2.1 Organizational Structure

Systems Theory and Health Care

As nurses we know that the success of our patient-centered care interventions is dependent upon many factors. All too often, despite extensive planning and hard work, a patient care intervention fails to lead to the intended results. Factors beyond our control, and often beyond our knowledge, change the intended outcomes. This is typical of events in a complex adaptive system.

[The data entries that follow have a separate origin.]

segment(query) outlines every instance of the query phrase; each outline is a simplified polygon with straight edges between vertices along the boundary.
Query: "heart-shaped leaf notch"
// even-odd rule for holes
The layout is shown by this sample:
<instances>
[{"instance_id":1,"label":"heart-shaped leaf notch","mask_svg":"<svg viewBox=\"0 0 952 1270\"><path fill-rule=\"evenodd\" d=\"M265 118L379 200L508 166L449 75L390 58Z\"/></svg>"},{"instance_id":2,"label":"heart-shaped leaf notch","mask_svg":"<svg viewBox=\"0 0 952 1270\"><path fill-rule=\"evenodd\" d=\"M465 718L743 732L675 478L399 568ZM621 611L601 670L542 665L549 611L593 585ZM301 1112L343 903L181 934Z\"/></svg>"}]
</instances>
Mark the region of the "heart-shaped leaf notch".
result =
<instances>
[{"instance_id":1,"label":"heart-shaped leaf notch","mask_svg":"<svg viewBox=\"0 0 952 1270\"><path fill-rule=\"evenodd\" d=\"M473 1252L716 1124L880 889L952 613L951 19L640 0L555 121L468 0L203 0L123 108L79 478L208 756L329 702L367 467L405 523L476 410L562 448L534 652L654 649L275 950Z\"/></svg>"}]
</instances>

So how can we be successful leaders if we cannot predict what will happen when we attempt to guide others? Perhaps a review of the first two principles of the complex adaptive system will provide an answer to this question. The first principle, which is focused on using the lens of complexity, and the second principle, which describes good enough vision, provide us with clues on how to lead others within the complex adaptive health care system. Organizations and nurse leaders acknowledge that they cannot control change, and thus they do not try to control every aspect of organizational change. Successful health care leaders attempt to give a general sense of direction to employees, rather than focus on specific details. Next, leaders also encourage employees to develop innovative responses that best meet their individual strengths and needs and meet the healthcare system’s ultimate goal of quality patient care. Leaders cannot predict all the factors that will influence the final results of change activities, but by following these principles, they know that the final response will be what is best suited to the environment, or healthcare system, and the needs of the individual.

Learning Exercise 2.1.1

What are we talking about when we speak about systems theory in a health care organization? For a deeper understanding, watch this video titled “System Theory of Management” (7:37) by Nguyen Thanh Thi, then answer the following questions:

  1. What are the three basic system types? Describe each type.
  2. What type of system is a hospital?
  3. What is synergy? What is entropy?

There are three fundamental concepts that, when applied to our individual organizations, can transform the way we provide health care. For additional information, watch this video titled “Systems Thinking and Complexity in Health: A Short Introduction” (5:02), then complete the following exercises:

  1. Define the three fundamental concepts that can transform the way we provide health care.
  2. Give an example of how each concept can make a difference to health care provision.

Organizational Culture 

Organizational culture is often referred to in healthcare organizations, but there is a lack of consensus on what it actually is, how it influences behaviors and if leaders can change the culture (Watkins, 2013).  In a social media platform, Watkins facilitated a discussion on perceptions of organizational culture and later published a synthesis of responses in Harvard Business Review (Watkins, 2013), As you can see from the variety of responses compiled in Table 2.2.1, there is not one clear consensus for a definition of organizational culture.  Implications for nursing leadership include the need to be aware of cultural nuances in their own organization and that it can change based upon a number of variables (Watkins, 2013)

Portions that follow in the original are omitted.